江白鸦一抹嘴角,暗自庆幸着还好爬得快,没喷到苻行舟衣服上。
不过这“瘟疫”有点厉害啊,才过去多久,就吐血了?
不好,脸有点疼。
陈东风:“!!!”
第四个!
苻行舟第一时间抱住江白鸦,防止后者滑下去,然后断喝:“陈东风!”
陈东风声音响亮:“在!”
“派两人回城请大夫,立刻!”苻行舟语速极快,有条不紊,“让所有人撤下马车,你随我去看红颜到底怎么了——动作迅速!”
“是!”
“我也去……”江白鸦勉强站直了,道,“我是最后见到她的,我也想看看。”
见他吐完那口血就好了许多的样子,苻行舟皱眉问道:“你怎会突然无故吐血?现在感觉如何?”
“不算无故,无事,”江白鸦开玩笑道,“大抵是红颜的血太脏了,吃下去不消化,不能算我自己的血。”
苻行舟一怔,然后低吼:“你竟然喝了她的血——不要命了!?”
江白鸦道:“我哪里来得及反应……没事的,就算染了病,也只是初期,大夫能救。更何况,我现在没感觉有哪里不舒服。”

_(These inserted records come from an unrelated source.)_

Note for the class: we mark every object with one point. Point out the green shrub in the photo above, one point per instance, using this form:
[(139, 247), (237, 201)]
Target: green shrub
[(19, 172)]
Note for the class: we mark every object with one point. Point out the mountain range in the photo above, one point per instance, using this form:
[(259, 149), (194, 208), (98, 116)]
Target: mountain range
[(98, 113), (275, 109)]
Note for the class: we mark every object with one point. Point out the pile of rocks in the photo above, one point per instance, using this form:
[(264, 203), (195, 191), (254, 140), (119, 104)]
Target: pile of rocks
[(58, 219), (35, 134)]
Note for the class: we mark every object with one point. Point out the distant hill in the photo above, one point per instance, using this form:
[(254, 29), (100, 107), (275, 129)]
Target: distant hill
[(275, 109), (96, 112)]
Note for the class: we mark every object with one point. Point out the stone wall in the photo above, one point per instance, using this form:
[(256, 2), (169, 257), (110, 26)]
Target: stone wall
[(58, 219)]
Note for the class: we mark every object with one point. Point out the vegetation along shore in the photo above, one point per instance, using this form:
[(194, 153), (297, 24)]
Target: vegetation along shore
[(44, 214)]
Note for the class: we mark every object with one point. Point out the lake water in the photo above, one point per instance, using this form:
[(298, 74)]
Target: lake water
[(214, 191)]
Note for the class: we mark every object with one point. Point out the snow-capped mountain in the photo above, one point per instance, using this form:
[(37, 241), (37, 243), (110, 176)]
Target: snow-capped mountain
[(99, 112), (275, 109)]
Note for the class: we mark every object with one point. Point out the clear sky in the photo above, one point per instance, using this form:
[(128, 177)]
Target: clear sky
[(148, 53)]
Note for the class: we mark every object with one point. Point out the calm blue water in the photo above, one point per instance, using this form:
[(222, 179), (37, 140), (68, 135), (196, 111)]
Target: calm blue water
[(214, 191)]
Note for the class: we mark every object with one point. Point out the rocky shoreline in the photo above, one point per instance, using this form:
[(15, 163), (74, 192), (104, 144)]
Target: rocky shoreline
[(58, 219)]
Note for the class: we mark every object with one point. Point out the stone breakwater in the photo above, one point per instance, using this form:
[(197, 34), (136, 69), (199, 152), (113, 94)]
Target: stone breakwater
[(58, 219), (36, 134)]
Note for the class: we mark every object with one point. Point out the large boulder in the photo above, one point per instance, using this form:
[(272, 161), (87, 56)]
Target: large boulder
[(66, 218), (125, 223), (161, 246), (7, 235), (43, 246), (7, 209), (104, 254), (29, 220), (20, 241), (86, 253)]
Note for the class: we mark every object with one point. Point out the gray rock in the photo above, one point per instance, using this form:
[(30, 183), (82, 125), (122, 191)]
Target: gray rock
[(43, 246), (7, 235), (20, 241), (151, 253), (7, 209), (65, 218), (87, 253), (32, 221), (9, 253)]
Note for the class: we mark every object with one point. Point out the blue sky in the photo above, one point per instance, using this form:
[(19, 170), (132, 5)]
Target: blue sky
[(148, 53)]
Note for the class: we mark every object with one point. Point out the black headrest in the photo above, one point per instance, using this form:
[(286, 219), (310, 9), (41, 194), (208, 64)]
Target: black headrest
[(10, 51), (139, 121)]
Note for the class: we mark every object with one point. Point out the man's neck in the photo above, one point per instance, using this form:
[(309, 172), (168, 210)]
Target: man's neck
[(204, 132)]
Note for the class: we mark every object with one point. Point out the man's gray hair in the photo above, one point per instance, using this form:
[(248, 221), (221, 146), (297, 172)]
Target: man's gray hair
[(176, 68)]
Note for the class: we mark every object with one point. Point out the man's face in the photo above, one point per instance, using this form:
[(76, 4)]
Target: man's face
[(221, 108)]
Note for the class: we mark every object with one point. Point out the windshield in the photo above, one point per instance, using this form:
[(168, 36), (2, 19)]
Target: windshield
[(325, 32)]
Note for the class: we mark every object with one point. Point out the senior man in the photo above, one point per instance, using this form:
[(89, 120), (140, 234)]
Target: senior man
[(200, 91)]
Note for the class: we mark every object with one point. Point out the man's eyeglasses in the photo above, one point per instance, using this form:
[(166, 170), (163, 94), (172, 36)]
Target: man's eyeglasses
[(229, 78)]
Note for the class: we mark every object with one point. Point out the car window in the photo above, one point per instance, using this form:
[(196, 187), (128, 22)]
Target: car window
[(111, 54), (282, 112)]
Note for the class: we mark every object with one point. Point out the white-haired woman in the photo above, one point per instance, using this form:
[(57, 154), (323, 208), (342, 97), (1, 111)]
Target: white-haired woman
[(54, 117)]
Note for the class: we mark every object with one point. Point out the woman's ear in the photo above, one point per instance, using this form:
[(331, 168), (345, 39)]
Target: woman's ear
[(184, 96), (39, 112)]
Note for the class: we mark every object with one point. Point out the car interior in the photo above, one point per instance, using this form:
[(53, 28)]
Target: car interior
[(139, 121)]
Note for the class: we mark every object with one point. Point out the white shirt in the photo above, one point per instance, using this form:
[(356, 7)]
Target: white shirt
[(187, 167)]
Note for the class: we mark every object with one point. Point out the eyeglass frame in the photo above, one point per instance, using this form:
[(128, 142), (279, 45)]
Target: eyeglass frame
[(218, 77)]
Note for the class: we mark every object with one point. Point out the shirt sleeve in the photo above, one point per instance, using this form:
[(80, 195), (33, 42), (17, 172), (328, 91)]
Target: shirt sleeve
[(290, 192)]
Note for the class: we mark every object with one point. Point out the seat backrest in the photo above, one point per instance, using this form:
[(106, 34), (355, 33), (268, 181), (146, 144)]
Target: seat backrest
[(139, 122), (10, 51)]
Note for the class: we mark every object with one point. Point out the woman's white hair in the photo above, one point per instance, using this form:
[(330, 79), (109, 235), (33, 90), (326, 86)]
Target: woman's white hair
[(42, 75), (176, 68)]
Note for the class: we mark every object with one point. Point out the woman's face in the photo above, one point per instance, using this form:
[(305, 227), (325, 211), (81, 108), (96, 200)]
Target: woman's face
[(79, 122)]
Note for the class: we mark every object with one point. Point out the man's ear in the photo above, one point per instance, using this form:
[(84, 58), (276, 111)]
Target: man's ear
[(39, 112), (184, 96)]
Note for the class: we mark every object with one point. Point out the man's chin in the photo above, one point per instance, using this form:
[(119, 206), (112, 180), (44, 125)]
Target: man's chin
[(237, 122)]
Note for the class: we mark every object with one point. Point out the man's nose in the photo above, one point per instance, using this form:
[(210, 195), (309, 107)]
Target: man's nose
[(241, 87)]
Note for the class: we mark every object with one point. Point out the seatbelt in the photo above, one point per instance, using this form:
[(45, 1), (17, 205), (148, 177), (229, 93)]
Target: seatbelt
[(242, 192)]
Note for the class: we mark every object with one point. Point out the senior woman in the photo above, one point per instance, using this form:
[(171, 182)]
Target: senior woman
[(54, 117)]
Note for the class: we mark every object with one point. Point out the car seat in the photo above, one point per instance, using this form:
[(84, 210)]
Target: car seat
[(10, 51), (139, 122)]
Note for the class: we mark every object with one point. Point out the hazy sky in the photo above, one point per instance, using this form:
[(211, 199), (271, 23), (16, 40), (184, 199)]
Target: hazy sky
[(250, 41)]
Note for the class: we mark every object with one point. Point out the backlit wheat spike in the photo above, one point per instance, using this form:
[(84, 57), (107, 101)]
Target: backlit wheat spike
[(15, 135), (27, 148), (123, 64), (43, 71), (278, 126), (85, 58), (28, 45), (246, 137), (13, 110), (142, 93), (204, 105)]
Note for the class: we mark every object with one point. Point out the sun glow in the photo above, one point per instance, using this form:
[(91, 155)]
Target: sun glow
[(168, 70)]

说着,他吸了吸鼻子,示意自己鼻子也通了,感觉棒棒哒。
苻行舟狐疑地看着他,却没有再反驳:“撑得住那就跟上吧,正好也需要你。”
江白鸦:“多谢将军。”
马车上。
掀开粗粗盖上的麻布,女人的身躯便全然显露出来,现在那白皙柔软的肌肤已经消失,取而代之的是腐烂的皮肉,像是被烧过一般,还有些枯黑。
红颜白骨,不过转瞬。
就这么会儿,那皮肉还在烂,融化似的,露出的骨头白森森,几乎有些剔透的质感。
还有一股十分难闻的气味。
苻行舟也难得阴沉了脸色,指着红颜道:“这是瘟疫能弄出来的东西?”
“这……”陈东风也被眼前瘆人的景象吓住了,不知该怎么说,半晌,喃喃道:“大千世界,无奇不有……”
这话说的他自己也不信。方才几人去那孙家村落看过,虽大多死相凄惨,却没有一个像红颜这样的。
嫌这地方不干净,此时三人都匆匆下了车。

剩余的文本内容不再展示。